Português
Raphael Machado
December 31, 2025
© Photo: Public domain

Falar em “totalitarismo” na Alemanha rapidamente força nossas mentes a uma associação com o período nazista da história daquele país.

Junte-se a nós no Telegram Twitter e VK.

Escreva para nós: info@strategic-culture.su

Falar em “totalitarismo” na Alemanha rapidamente força nossas mentes a uma associação com o período nazista da história daquele país. 12 anos nos quais a Alemanha esteve sob o comando de Hitler e seu partido; comando que culmina na Segunda Guerra Mundial e na maior hecatombe militar da história humana. De fato, historicamente, e graças a figuras como Hannah Arendt, a categoria política do “totalitarismo” ficou restrita às manifestações das teorias políticas iliberais, como o fascismo e o comunismo. O liberalismo, este não, este jamais, este nunca poderia ser totalitário, seria uma “contradição em termos”.

Mas um olhar mais atento apontaria rapidamente que muitos filósofos ocidentais do pós-guerra, particularmente os judeus como Karl Popper e Theodor Adorno, ao lidar com tentativas de compreender a virada fascista da Alemanha, acusavam que preocupações legalistas teriam impedido o Estado de retirar do jogo político uma força política, como o nazismo, que muito obviamente pretendia liquidar a democracia e, portanto, dar fim ao próprio jogo político enquanto tal. É o chamado “paradoxo da tolerância”. Popper, a partir da direita, e Adorno, a partir da esquerda, ambos estão de acordo em defender que o Estado liberal-democrático deve ser intolerante em relação aos “intolerantes”; ou seja, perseguir, silenciar e liquidar, sem preocupações formalistas, toda figura ou grupo político que se oponha frontalmente aos valores basilares da democracia liberal e dos direitos humanos.

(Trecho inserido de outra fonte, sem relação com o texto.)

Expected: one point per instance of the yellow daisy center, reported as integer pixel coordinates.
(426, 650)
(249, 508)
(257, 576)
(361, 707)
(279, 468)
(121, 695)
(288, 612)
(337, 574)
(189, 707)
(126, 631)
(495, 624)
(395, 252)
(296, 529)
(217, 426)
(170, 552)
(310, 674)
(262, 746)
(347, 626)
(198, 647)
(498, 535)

Muito obviamente, podemos perceber que trata-se aí de uma tentativa de legitimar filosoficamente o estabelecimento de um regime totalitário sob a justificativa de defesa da “democracia” contra fascistas e/ou comunistas. Apesar de suas especificidades na ênfase da deliberação racional, mesmo Jürgen Habermas, o “papa” filosófico do liberalismo democrático alemão, situa os inimigos da sociedade liberal fora do guarda-chuva da sociedade tolerante, na medida em que, se tolerados, eles propriamente levariam ao fim da sociedade tolerante.

O risco evidente, não obstante, reside na decisão que designa uma figura, grupo ou ideologia como “contrário ao sistema liberal”. No século XXI não se está, na Alemanha ou qualquer outro lugar da Europa, diante de uma séria e grave ameaça de ascensão de grupos políticos abertamente fascistas ou comunistas. Assim, a todo momento, é necessário fazer um juízo sobre a possibilidade de uma analogia entre cada contestação política da ordem vigente e as ideologias antiliberais históricas.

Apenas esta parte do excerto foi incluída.